The two are traveling from the interior to the coast before winter comes - that’s the action of the movie. That, and keeping clear of marauding bands of men who would gladly skin them and eat them. Also, as the boy reminds his father, the two “carry the fire,’’ whatever that means. It could refer to decency and goodness, the guttering spark of humanity. It could just mean they’re still alive.
“The Road’’ has been poured straight from McCarthy’s bleak bottle and brought to the screen by Australian John Hillcoat, who turned the 2005 Outback Western “The Proposition’’ into an epic of blasted landscapes and bloody motivations. He’s the man for the job, yet in adapting this harsh, unyielding book for the screen, Hillcoat and screenwriter Joe Penhall pull their punches the slightest degree and thus too much.
Or maybe movies can only dully visualize horrors the best writers hint at.
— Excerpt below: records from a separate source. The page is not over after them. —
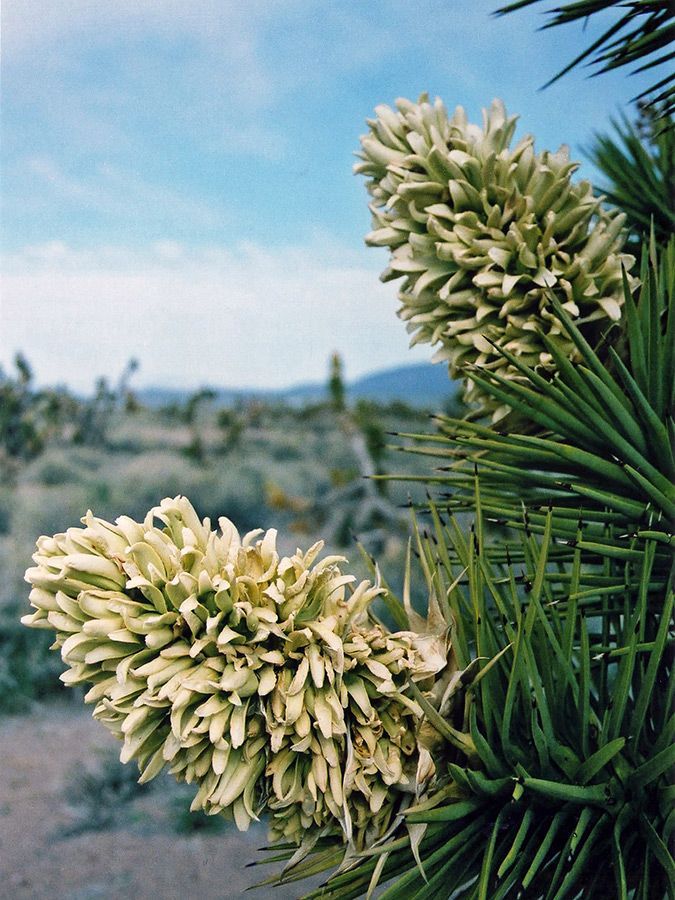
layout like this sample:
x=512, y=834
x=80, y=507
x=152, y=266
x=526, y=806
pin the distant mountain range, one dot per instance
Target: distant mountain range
x=420, y=385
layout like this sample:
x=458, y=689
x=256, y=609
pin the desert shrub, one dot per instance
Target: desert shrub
x=99, y=791
x=28, y=671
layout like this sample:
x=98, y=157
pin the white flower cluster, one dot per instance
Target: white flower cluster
x=482, y=234
x=259, y=678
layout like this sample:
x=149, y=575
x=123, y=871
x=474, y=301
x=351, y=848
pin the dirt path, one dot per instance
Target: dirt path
x=46, y=853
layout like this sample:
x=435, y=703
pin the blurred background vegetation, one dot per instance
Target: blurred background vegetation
x=261, y=462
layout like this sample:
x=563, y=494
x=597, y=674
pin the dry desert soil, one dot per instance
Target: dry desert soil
x=53, y=848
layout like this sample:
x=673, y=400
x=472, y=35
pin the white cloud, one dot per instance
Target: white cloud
x=249, y=317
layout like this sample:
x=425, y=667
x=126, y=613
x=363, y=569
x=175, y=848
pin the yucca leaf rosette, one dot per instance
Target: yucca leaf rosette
x=482, y=233
x=258, y=677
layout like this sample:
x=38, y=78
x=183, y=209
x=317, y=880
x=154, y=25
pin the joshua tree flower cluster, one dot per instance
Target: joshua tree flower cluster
x=259, y=678
x=482, y=233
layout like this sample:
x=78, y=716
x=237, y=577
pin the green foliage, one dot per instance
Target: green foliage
x=640, y=36
x=639, y=166
x=556, y=746
x=99, y=792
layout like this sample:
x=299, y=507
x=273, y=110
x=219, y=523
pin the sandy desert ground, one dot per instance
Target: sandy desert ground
x=48, y=851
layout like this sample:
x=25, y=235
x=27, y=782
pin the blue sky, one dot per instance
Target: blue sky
x=176, y=177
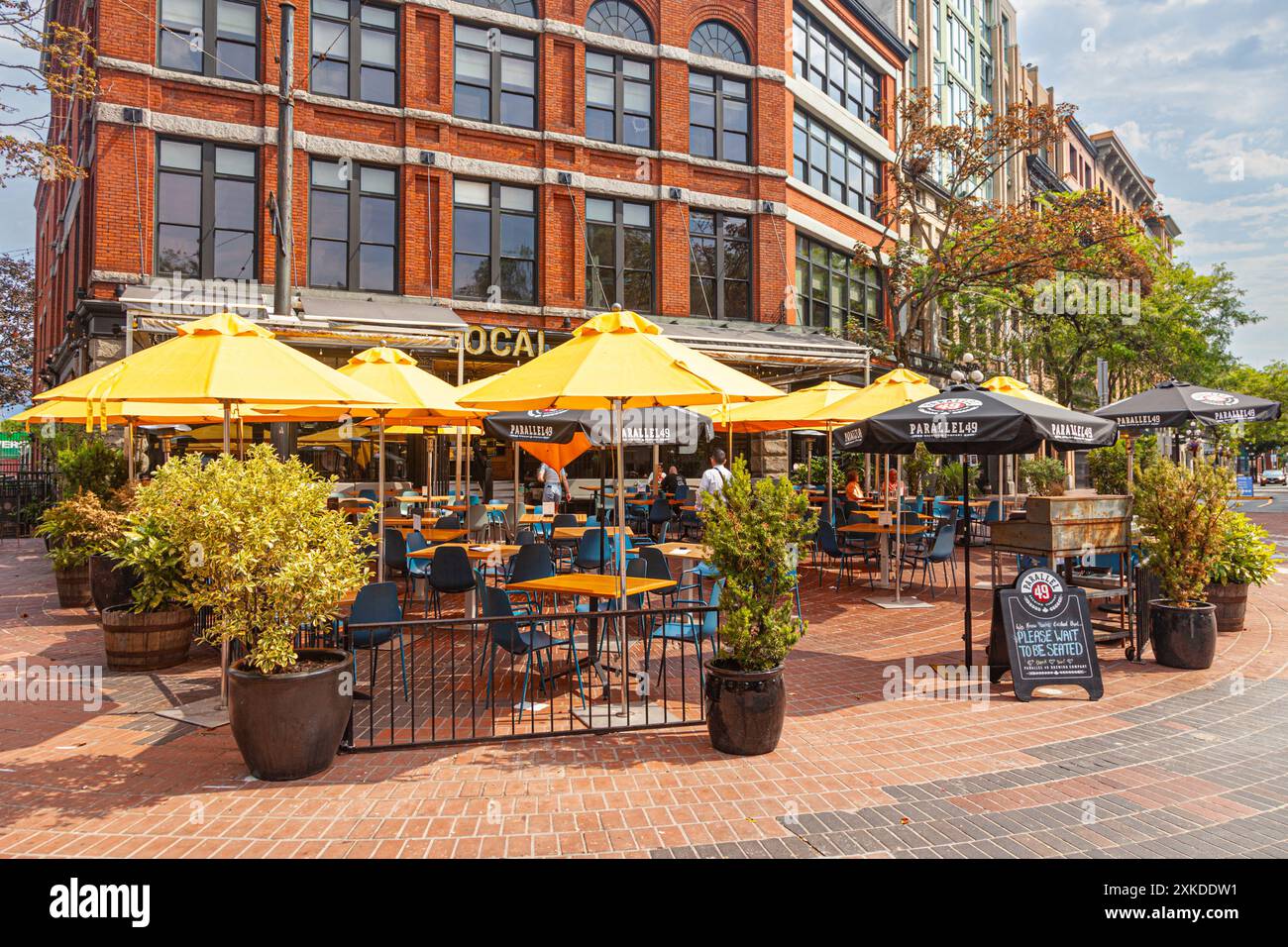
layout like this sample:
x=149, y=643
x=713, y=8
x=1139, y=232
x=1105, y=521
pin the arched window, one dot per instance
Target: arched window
x=522, y=8
x=719, y=40
x=618, y=18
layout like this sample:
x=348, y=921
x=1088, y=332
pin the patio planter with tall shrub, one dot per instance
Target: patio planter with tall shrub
x=267, y=557
x=755, y=535
x=1180, y=514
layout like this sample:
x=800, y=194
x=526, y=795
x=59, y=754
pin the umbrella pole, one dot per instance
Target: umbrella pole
x=966, y=548
x=223, y=647
x=621, y=509
x=380, y=500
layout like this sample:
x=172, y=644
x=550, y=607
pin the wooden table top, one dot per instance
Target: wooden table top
x=473, y=551
x=591, y=583
x=684, y=551
x=907, y=530
x=529, y=518
x=575, y=532
x=433, y=535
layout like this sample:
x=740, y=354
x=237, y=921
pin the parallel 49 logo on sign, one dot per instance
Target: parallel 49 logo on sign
x=1042, y=591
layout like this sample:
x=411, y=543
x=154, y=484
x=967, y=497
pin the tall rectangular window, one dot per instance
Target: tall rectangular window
x=618, y=99
x=717, y=118
x=353, y=226
x=833, y=291
x=210, y=38
x=719, y=265
x=355, y=51
x=496, y=76
x=619, y=261
x=827, y=161
x=820, y=58
x=206, y=209
x=493, y=243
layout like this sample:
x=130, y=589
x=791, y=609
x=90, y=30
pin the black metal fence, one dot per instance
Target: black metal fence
x=475, y=680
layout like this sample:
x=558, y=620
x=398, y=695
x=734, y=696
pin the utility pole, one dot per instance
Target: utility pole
x=284, y=162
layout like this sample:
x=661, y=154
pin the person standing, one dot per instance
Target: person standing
x=715, y=476
x=554, y=484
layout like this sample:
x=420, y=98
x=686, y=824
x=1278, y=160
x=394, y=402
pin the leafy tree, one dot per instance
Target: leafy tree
x=43, y=58
x=947, y=240
x=755, y=535
x=17, y=328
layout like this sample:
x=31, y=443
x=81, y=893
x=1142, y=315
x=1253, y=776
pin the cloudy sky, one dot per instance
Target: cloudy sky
x=1198, y=89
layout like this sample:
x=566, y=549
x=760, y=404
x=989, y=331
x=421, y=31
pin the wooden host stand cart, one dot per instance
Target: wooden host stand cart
x=1072, y=527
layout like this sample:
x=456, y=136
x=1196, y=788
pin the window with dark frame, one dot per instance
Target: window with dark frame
x=493, y=241
x=233, y=44
x=719, y=264
x=820, y=58
x=496, y=76
x=719, y=125
x=828, y=161
x=619, y=260
x=206, y=208
x=353, y=226
x=618, y=99
x=832, y=290
x=355, y=51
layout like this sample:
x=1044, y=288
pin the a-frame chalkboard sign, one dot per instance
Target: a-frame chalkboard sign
x=1042, y=635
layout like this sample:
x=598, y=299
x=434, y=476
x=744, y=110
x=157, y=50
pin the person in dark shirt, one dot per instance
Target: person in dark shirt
x=673, y=479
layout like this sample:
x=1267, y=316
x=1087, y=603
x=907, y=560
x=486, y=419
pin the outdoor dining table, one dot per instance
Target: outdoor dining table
x=575, y=532
x=887, y=530
x=595, y=586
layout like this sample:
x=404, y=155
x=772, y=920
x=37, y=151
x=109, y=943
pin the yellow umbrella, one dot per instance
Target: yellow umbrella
x=617, y=360
x=1005, y=384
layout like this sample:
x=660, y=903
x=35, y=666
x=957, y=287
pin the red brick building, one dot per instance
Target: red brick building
x=506, y=163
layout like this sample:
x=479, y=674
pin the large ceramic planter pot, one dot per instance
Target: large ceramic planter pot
x=288, y=725
x=146, y=641
x=110, y=583
x=1183, y=638
x=72, y=586
x=745, y=709
x=1232, y=605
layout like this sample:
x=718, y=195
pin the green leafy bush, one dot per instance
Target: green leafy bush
x=77, y=528
x=1181, y=517
x=91, y=466
x=261, y=548
x=1247, y=556
x=156, y=558
x=755, y=535
x=1043, y=475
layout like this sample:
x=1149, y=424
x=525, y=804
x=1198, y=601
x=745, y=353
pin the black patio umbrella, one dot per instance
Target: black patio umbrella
x=1175, y=403
x=965, y=419
x=643, y=427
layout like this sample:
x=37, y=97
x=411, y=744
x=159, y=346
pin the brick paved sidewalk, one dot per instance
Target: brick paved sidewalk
x=1166, y=764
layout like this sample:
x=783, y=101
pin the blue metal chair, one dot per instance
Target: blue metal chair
x=376, y=603
x=938, y=553
x=509, y=635
x=450, y=574
x=688, y=628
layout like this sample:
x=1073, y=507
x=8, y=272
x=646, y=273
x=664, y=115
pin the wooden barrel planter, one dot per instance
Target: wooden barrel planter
x=1232, y=604
x=146, y=641
x=72, y=586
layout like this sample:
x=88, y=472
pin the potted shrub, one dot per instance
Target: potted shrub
x=154, y=630
x=1181, y=514
x=73, y=531
x=1043, y=475
x=755, y=535
x=267, y=557
x=1247, y=558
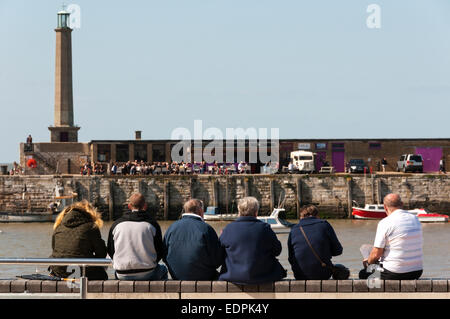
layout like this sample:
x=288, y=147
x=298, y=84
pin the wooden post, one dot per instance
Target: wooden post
x=299, y=196
x=111, y=200
x=246, y=186
x=379, y=195
x=166, y=199
x=349, y=197
x=192, y=184
x=272, y=195
x=90, y=190
x=227, y=196
x=373, y=188
x=215, y=193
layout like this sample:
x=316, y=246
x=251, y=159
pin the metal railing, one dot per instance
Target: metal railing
x=80, y=262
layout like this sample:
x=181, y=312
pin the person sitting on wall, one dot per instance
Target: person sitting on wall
x=311, y=245
x=76, y=234
x=250, y=248
x=384, y=164
x=135, y=244
x=241, y=167
x=398, y=244
x=442, y=166
x=192, y=249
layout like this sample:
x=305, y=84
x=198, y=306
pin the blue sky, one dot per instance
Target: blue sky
x=310, y=68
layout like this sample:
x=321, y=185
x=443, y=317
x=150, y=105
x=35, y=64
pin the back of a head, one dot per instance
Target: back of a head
x=248, y=206
x=393, y=201
x=193, y=206
x=309, y=211
x=137, y=201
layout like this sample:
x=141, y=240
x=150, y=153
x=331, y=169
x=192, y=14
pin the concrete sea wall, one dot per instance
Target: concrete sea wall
x=166, y=194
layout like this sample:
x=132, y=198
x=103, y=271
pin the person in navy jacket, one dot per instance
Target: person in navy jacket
x=192, y=249
x=324, y=241
x=251, y=248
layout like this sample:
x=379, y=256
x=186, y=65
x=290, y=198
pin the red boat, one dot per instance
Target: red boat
x=375, y=211
x=370, y=211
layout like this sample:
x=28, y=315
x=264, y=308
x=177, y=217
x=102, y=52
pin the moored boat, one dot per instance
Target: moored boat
x=370, y=211
x=278, y=224
x=376, y=211
x=212, y=214
x=26, y=217
x=427, y=217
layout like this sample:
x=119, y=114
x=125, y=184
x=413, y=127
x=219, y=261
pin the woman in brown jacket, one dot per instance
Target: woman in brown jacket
x=76, y=234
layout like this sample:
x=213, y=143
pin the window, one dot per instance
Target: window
x=122, y=152
x=64, y=137
x=338, y=146
x=140, y=152
x=374, y=146
x=159, y=152
x=103, y=152
x=415, y=158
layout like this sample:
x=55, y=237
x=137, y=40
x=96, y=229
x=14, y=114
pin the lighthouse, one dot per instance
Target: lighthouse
x=63, y=129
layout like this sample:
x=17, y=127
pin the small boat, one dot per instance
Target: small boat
x=370, y=211
x=212, y=214
x=376, y=211
x=427, y=217
x=26, y=217
x=278, y=224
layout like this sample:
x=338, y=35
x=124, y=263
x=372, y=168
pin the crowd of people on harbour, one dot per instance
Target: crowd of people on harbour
x=164, y=168
x=190, y=249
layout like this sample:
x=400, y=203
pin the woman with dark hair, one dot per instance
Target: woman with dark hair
x=311, y=245
x=76, y=234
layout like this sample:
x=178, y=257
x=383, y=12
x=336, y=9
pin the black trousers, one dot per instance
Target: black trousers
x=389, y=275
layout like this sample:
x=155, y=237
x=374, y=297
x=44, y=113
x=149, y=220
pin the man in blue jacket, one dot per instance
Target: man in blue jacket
x=323, y=239
x=191, y=247
x=251, y=248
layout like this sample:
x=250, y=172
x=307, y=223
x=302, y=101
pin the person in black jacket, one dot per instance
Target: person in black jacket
x=135, y=244
x=192, y=248
x=323, y=239
x=251, y=248
x=77, y=235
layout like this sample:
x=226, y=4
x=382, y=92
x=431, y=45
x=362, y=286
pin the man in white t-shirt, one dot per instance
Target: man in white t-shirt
x=398, y=243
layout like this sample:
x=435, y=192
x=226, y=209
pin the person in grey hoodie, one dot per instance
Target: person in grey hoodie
x=135, y=244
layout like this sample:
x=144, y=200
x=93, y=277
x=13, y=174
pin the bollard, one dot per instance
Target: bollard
x=299, y=196
x=349, y=197
x=83, y=283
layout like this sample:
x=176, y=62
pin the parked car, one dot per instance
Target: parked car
x=410, y=163
x=357, y=166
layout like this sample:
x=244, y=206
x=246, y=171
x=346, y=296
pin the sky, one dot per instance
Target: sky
x=313, y=69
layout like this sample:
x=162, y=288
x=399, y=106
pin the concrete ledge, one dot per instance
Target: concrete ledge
x=214, y=288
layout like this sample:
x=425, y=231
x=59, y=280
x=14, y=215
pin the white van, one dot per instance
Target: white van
x=303, y=161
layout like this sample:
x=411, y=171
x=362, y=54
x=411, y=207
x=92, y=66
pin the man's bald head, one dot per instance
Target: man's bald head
x=392, y=202
x=137, y=201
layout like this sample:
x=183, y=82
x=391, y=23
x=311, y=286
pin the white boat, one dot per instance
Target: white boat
x=26, y=217
x=427, y=217
x=212, y=214
x=278, y=225
x=370, y=211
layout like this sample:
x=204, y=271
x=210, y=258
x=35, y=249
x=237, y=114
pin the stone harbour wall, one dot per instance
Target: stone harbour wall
x=166, y=194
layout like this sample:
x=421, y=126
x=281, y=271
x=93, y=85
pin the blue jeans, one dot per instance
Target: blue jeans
x=159, y=273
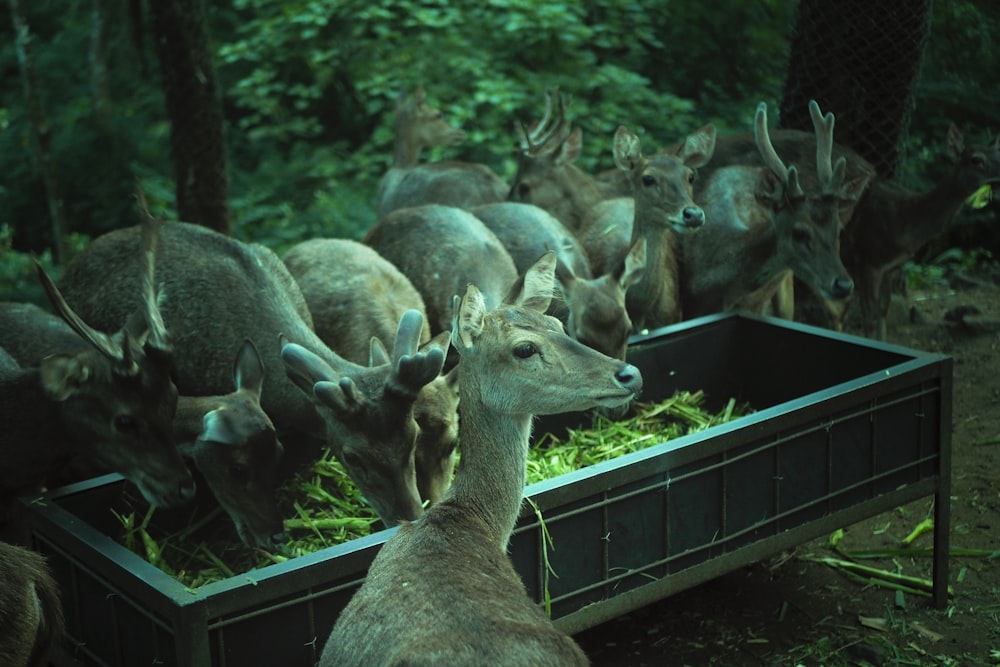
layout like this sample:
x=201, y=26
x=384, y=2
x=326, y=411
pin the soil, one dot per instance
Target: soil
x=790, y=611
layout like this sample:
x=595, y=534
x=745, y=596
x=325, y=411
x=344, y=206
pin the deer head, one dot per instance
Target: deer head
x=369, y=414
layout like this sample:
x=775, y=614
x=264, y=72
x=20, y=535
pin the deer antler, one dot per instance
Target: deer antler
x=412, y=369
x=788, y=175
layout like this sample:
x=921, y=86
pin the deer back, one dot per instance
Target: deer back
x=355, y=296
x=218, y=292
x=441, y=249
x=408, y=182
x=443, y=590
x=892, y=222
x=31, y=607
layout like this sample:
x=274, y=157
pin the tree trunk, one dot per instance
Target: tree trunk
x=43, y=131
x=860, y=60
x=196, y=140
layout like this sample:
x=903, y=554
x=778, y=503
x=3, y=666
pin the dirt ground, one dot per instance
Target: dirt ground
x=789, y=611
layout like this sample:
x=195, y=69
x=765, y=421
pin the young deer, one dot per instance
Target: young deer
x=229, y=437
x=663, y=210
x=441, y=249
x=762, y=225
x=443, y=590
x=357, y=298
x=31, y=615
x=219, y=292
x=891, y=223
x=410, y=183
x=592, y=309
x=111, y=401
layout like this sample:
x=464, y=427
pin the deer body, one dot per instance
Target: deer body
x=112, y=400
x=441, y=249
x=411, y=183
x=443, y=590
x=356, y=295
x=218, y=292
x=30, y=608
x=229, y=437
x=892, y=223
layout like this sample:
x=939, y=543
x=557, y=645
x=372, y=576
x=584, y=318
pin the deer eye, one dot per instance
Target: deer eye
x=525, y=350
x=125, y=424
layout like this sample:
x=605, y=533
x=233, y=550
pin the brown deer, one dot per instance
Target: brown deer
x=218, y=292
x=762, y=224
x=892, y=223
x=442, y=590
x=662, y=201
x=357, y=299
x=592, y=309
x=441, y=249
x=229, y=437
x=31, y=615
x=663, y=210
x=411, y=183
x=113, y=401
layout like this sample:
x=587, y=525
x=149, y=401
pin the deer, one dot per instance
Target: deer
x=229, y=437
x=112, y=401
x=408, y=182
x=442, y=590
x=592, y=308
x=357, y=298
x=662, y=201
x=219, y=291
x=764, y=227
x=441, y=249
x=30, y=608
x=892, y=223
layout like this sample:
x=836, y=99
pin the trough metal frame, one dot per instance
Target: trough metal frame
x=148, y=613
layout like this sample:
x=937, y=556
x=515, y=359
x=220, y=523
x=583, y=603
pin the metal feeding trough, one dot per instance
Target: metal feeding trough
x=844, y=428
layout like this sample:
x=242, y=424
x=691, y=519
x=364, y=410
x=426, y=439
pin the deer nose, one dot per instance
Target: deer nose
x=693, y=216
x=630, y=378
x=842, y=288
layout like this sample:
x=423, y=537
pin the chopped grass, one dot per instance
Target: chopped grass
x=324, y=508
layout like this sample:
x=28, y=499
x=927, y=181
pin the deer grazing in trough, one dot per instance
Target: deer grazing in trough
x=892, y=223
x=220, y=291
x=381, y=399
x=408, y=182
x=112, y=401
x=592, y=309
x=229, y=437
x=357, y=299
x=443, y=590
x=31, y=615
x=763, y=227
x=662, y=201
x=441, y=249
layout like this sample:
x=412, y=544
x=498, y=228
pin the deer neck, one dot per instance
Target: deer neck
x=491, y=474
x=656, y=294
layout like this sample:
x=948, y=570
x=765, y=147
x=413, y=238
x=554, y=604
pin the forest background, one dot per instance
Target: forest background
x=304, y=93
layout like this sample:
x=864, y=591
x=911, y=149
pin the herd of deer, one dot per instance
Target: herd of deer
x=172, y=342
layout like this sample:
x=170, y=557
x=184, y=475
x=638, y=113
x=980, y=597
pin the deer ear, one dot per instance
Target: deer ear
x=62, y=375
x=248, y=370
x=699, y=147
x=627, y=149
x=470, y=313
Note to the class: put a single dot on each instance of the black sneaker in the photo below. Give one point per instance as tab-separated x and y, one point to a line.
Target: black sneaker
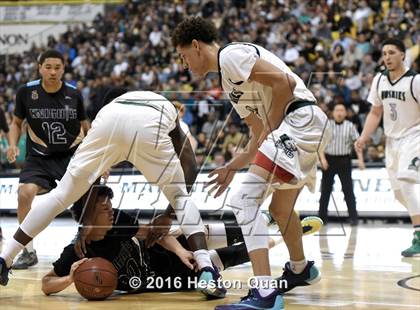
4	272
289	279
25	260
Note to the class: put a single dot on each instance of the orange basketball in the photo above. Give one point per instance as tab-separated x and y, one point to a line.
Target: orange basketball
96	278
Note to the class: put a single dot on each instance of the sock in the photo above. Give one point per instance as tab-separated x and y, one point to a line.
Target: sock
298	266
216	235
10	251
215	259
202	258
30	246
264	285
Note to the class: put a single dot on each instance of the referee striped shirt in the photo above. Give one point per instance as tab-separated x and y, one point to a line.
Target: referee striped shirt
343	136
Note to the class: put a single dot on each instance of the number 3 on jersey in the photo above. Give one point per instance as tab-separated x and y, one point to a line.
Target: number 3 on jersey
56	132
393	107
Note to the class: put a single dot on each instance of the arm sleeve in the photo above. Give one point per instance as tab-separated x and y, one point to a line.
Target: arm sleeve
373	97
20	108
3	123
237	62
62	266
81	113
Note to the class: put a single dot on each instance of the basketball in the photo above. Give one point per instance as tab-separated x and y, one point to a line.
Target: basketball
96	279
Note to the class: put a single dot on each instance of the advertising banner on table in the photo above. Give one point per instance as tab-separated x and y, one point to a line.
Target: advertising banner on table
371	186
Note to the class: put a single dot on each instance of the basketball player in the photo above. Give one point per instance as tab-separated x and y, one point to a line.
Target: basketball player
141	127
171	260
57	124
288	129
395	95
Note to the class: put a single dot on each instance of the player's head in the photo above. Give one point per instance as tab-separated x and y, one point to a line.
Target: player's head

Hillcoat’s “Road’’ is true to the book’s profoundly moving post-nuclear stoicism, but it can’t quite get those biblical cadences that make McCarthy such a transfixing read. The Coens managed it with “No Country for Old Men,’’ so it can be done, but you have to be willing to go all the way into the dark. As a colleague said after seeing this movie, you need to show the baby on the spit. “The Road’’ doesn’t dare, can’t dare, and is the lesser thing.
What’s on the screen is disturbing enough. (Even at that, it has taken a year for the Weinsteins, the producers and distributors of “The Road,’’ to get the nerve to release the film.) As the Man and the Boy drag their shopping cart across what’s left of America, the enormity of the cataclysm is glimpsed forward and backward. A wife (Charlize Theron) who may have been the braver for opting out. An impossibly old man (Robert Duvall) like a figure out of “Godot,’’ unable to go on but still going on. A trap door in a kitchen that leads to something you’d better not think about.